Phonetic Matching is based on the principal that pronunciation depends on the language. So the first step is to determine the language from the spelling of the name. Then the name is converted into a sequence of phonetic tokens using pronunciation rules specific to that particular language. And, finally, names are compared based on their phonetic-token sequence.
Soundex is a phonetic algorithm for indexing names by sound, as pronounced in English. The goal is for homophones to be encoded to the same representation so that they can be matched despite minor differences in spelling. The algorithm mainly encodes consonants; a vowel will not be encoded unless it is the first letter. Soundex is the most widely known of all phonetic algorithms (in part because it is a standard feature of popular database software such as DB2, PostgreSQL, MySQL, Ingres,MS SQL Server and Oracle) and is often used (incorrectly) as a synonym for “phonetic algorithm”.
The Soundex code for a name consists of a letter followed by three numerical digits: the letter is the first letter of the name, and the digits encode the remaining consonants. Consonants at a similar place of articulation share the same digit so, for example, the labial consonants B, F, P, and V are each encoded as the number 1.
The correct value can be found as follows:
- Retain the first letter of the name and drop all other occurrences of a, e, i, o, u, y, h, w.
- Replace consonants with digits as follows (after the first letter):
- b, f, p, v → 1
- c, g, j, k, q, s, x, z → 2
- d, t → 3
- l → 4
- m, n → 5
- r → 6
- If two or more letters with the same number are adjacent in the original name (before step 1), only retain the first letter; also two letters with the same number separated by ‘h’ or ‘w’ are coded as a single number, whereas such letters separated by a vowel are coded twice. This rule also applies to the first letter.
- Iterate the previous step until you have one letter and three numbers. If you have too few letters in your word that you can’t assign three numbers, append with zeros until there are three numbers. If you have more than 3 letters, just retain the first 3 numbers.
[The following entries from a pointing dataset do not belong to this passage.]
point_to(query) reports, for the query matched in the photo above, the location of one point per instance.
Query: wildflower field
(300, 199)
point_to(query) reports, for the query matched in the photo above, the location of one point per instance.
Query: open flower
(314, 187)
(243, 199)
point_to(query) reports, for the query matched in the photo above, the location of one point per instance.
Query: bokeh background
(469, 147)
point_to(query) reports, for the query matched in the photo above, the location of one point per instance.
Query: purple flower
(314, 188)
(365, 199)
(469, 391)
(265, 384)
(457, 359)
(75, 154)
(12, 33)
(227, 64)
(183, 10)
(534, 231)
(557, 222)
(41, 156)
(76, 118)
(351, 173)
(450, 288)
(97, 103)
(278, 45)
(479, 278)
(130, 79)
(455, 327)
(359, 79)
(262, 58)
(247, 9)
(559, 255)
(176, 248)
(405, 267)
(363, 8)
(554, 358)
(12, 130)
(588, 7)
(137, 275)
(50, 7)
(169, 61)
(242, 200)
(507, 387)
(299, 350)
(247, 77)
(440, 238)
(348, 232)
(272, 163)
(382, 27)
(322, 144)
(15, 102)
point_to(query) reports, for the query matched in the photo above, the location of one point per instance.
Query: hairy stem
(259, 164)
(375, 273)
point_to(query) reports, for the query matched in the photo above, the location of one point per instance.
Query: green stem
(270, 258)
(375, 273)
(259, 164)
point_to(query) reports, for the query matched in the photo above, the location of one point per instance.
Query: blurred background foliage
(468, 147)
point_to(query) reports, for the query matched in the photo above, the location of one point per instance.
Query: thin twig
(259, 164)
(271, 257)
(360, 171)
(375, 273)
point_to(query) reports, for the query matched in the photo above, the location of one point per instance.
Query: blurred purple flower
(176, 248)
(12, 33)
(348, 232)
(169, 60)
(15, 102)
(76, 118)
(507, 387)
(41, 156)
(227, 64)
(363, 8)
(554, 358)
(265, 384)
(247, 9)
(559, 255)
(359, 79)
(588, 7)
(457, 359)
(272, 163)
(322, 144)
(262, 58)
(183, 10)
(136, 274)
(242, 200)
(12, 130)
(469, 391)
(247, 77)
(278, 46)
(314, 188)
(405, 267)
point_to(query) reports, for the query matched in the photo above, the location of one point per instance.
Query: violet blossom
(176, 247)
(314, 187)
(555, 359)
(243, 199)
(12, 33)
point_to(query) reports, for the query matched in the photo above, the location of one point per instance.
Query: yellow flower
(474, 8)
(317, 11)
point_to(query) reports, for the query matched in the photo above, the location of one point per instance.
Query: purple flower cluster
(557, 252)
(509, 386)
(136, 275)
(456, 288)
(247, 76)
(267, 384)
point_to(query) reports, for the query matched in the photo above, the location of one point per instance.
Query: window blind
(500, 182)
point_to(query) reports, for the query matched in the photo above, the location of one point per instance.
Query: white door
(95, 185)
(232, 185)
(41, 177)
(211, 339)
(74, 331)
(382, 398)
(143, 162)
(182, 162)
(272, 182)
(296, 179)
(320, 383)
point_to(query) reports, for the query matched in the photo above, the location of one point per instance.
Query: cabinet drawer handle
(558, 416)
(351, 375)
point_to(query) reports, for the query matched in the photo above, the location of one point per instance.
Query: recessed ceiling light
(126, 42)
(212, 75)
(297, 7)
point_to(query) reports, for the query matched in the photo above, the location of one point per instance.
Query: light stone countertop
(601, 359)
Using this algorithm, both “Robert” and “Rupert” return the same string “R163” while “Rubin” yields “R150”. “Ashcraft” and “Ashcroft” both yield “A261” and not “A226” (the chars ‘s’ and ‘c’ in the name would receive a single number of 2 and not 22 since an ‘h’ lies in between them). “Tymczak” yields “T522” not “T520” (the chars ‘z’ and ‘k’ in the name are coded as 2 twice since a vowel lies in between them). “Pfister” yields “P236” not “P123” (the first two letters have the same number and are coded once as ‘P’).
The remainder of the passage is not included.